To do this, we first need to create our Javascript file which will import our necessary dependencies and export them at the bottom of the file.
myDependencies.js
:
const axios = require('axios')
// Export the required dependencies
module.exports = {
axios: axios
}
Now that we’ve exported our dependencies, we can use them in our
GraphQL schema’s @generate
directives:
type User {
fullName: String @generate(code: "return faker.person.fullName()")
favoriteQuote: String
@generate(
code: """
const response = await axios.get('https://api.quotable.io/random')

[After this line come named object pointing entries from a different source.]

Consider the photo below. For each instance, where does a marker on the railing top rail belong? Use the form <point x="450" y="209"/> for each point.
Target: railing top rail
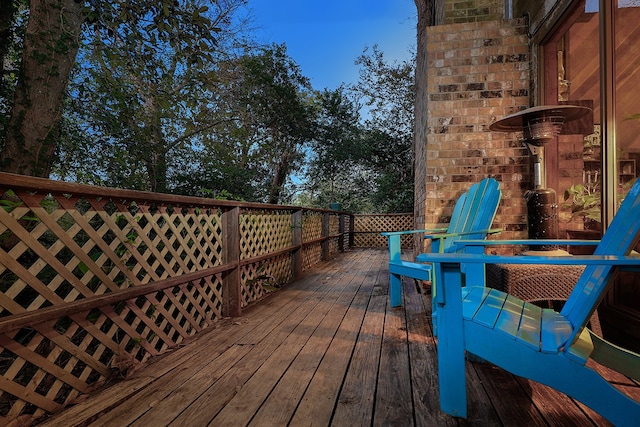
<point x="30" y="183"/>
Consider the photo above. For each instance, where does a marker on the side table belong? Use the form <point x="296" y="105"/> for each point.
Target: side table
<point x="538" y="283"/>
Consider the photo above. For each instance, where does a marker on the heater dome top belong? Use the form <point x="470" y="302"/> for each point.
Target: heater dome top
<point x="516" y="122"/>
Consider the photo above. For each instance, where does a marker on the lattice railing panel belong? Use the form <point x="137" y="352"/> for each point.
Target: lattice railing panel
<point x="264" y="232"/>
<point x="368" y="228"/>
<point x="311" y="255"/>
<point x="94" y="281"/>
<point x="263" y="278"/>
<point x="311" y="226"/>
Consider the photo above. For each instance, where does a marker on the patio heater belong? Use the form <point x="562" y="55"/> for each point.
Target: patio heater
<point x="538" y="126"/>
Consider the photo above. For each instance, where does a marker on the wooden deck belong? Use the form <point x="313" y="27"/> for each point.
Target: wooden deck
<point x="326" y="350"/>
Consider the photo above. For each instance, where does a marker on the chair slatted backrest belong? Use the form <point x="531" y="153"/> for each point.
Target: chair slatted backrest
<point x="477" y="210"/>
<point x="619" y="239"/>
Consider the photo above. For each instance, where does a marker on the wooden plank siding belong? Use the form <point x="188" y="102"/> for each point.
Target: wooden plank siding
<point x="324" y="350"/>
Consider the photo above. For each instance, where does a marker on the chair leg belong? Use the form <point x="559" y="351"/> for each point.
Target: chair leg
<point x="451" y="363"/>
<point x="395" y="290"/>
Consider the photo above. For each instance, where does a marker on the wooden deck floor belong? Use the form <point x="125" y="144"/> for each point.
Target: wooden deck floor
<point x="326" y="350"/>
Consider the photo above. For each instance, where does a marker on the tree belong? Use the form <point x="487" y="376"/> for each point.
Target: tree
<point x="50" y="48"/>
<point x="146" y="92"/>
<point x="275" y="114"/>
<point x="387" y="91"/>
<point x="53" y="37"/>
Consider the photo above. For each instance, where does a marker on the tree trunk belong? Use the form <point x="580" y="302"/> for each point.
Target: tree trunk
<point x="429" y="13"/>
<point x="279" y="177"/>
<point x="7" y="14"/>
<point x="50" y="49"/>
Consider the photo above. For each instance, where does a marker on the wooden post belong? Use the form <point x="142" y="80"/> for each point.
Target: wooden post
<point x="231" y="287"/>
<point x="296" y="240"/>
<point x="352" y="229"/>
<point x="325" y="233"/>
<point x="341" y="231"/>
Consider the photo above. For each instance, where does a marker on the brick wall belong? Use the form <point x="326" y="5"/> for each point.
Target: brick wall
<point x="478" y="72"/>
<point x="460" y="11"/>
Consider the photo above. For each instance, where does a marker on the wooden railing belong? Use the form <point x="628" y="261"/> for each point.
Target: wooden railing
<point x="367" y="229"/>
<point x="94" y="281"/>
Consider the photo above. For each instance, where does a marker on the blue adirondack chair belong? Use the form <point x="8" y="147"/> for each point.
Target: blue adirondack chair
<point x="472" y="216"/>
<point x="540" y="344"/>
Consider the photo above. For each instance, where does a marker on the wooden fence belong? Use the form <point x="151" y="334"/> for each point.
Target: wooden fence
<point x="94" y="281"/>
<point x="367" y="229"/>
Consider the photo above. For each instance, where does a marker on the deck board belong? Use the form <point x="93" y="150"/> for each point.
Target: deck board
<point x="326" y="350"/>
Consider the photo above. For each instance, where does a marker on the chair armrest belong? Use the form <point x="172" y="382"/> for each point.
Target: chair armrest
<point x="400" y="233"/>
<point x="631" y="262"/>
<point x="438" y="239"/>
<point x="463" y="233"/>
<point x="536" y="242"/>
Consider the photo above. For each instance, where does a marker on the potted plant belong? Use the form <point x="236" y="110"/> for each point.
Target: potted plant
<point x="584" y="202"/>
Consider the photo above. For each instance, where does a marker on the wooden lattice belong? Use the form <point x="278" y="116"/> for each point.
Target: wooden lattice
<point x="94" y="281"/>
<point x="367" y="229"/>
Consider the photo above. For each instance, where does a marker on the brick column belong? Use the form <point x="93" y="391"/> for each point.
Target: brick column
<point x="478" y="72"/>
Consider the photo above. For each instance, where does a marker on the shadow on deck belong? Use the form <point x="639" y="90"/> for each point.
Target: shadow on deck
<point x="325" y="350"/>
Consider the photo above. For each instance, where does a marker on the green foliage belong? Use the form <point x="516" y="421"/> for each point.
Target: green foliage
<point x="367" y="165"/>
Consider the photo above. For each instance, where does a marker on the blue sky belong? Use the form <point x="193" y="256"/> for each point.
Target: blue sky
<point x="325" y="37"/>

return response.data.content
"""
)
}
In the above schema, we use axios to get a random quote and set it as
the favoriteQuote
for a User
.
gqlfake
supports allows you to use top-level await
, so you don’t
have to create an async
function to use the await
keyword.
To generate our data, we use the gqlfake generate
command with
the --dependency-script
option:
gqlfake generate -s ./schema.graphql -n 3 --dependency-script ./myDependencies.js
gqlfake
imports the dependencies exported by the file pointed to by
--dependency-script
so they can be used in your GraphQL schema.
The above command generates a file called User.json
with the following
content:
[
{
"fullName": "Jimmie Gleason",
"favoriteQuote": "The highest stage in moral culture at which we can arrive is when we recognize that we ought to control our thoughts."
},
{
"fullName": "Jody Rogahn II",
"favoriteQuote": "If you accept the expectations of others, especially negative ones, then you never will change the outcome."
},
{
"fullName": "Dr. Jody Thompson",
"favoriteQuote": "I love wisdom. And you can never be great at anything unless you love it. Not be in love with it, but love the thing, admire the thing. And it seems that if you love the thing, and you don't just want to possess it, it will find you."
}
]
The favoriteQuote
property for each User
object was fetched using
axios
from api.quotable.io.
Exporting Data to Cloud Databases
Exporting data generated by gqlfake
to cloud databases can be useful if
you are trying to mock features that require web services (CRON jobs,
Cloud Functions, etc.).
Supported Cloud Databases
Google Cloud Firestore
Exporting to Cloud Firestore is as easy as running a single command:
gqlfake export-firestore --keypath ./serviceAccountKey.json
INFO:
Note that --keypath
is a required option that can be abbreviated to -k
.
It points gqlfake
to your service account key file. A service account key
is a form of credential that allows access to your web resources from
any environment. Google allows you to generate such keys for your
Google Cloud Projects. Learn more about service account keys and how to generate
them here.
Conclusion
gqlfake
is a powerful tool for generating massive amounts of fake data using GraphQL schemas.
Whether you’re in a hackathon crunch or need synthetic data for testing and development,
gqlfake
simplifies the process. By combining GraphQL schemas, directives, and the flexibility
of JavaScript code snippets, you can generate structured and realistic data.